Dispatch Kernel Overhead (OpenCL)

I recently profiled some kernel dispatches (pseudocode):

t1 = getCpuTimeStamp();
enqueueNDRangeKernel(…)
t2 = getCpuTimeStamp();

The actual GPU time stamps to execute the kernel is about .2 milliseconds. However, the CPU time stamps just for invoking the kernel dispatch is .7 milliseconds.

Is it really that expensive to do a dispatch? I kind of expected it to be super fast to enqueue.

I guess my main question is for those that have used CUDA and OpenCL, is the dispatch overhead way less in CUDA? Maybe NVIDIA has a bad driver implementation on OpenCL?

I should note my algorithm works on relatively small images, approx 500x500. But I have to process a lot of them. So it is a lot of upload, do calculation, download result. Other than doing an FFT and iFFT, there is little computation done in the kernels. Maybe these small images are not a good fit for GPU.

With the dispatch overhead, it loses to CPU implementation.

Are you measuring on a Windows platform, by any chance?

CUDA launch overhead for null-kernels is typically around 5 to 7 microseconds in sane driver environments. The default WDDM driver model used by Windows makes it much more expensive.

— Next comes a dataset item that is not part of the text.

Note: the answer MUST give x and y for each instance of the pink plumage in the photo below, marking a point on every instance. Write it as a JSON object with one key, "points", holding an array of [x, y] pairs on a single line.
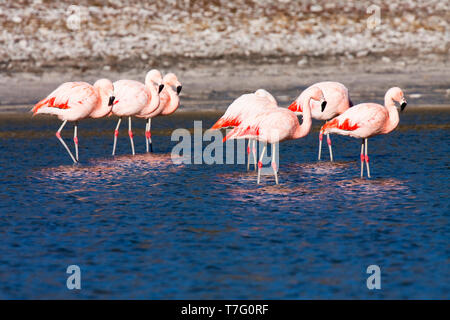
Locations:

The CUDA driver tries to counteract this by batching kernel launches, which reduces the average launch overhead but can also increase the launch overhead as seen by a particular kernel.

I would think that NVIDIA’s OpenCL implementation shares much of the low-level “plumbing” with CUDA, so presumably it is affected by the same WDDM overhead issues and batching artifacts. That is conjecture, of course.

I don’t know OpenCL. Its kernel launches may support features not supported by CUDA that increase launch overhead. Without knowing details of your timing methodology, it is unclear how reliable the measurements reported above are.

Yes, Windows 10.

It still seems strange to me that the overhead is that bad on Windows. On Direct3D you can dispatch draw calls to the GPU relatively fast. You can do 100s if not 1000s of draw calls per rendering frame before you see API draw submission overhead. I don’t know why dispatching a few kernels would be so slow.

I’m measuring and blocking on the input data uploads, so I don’t think it is doing a deferred memory allocation.

I do not use Windows 10 but I seem to recall reading elsewhere that the overhead problem has gotten slightly worse with WDDM 2.0 used by Windows 10. If your GPU allows you to make use of the TCC driver (not sure whether that is supported for OpenCL!), I would suggest using that as it eliminates the WDDM overhead issues.

I do not know how closely the Direct3D command issue mechanism is related to CUDA’s or OpenCL’s kernel launch mechanism; other than the general technique of placing commands and data in a push buffer, they may not have much in common.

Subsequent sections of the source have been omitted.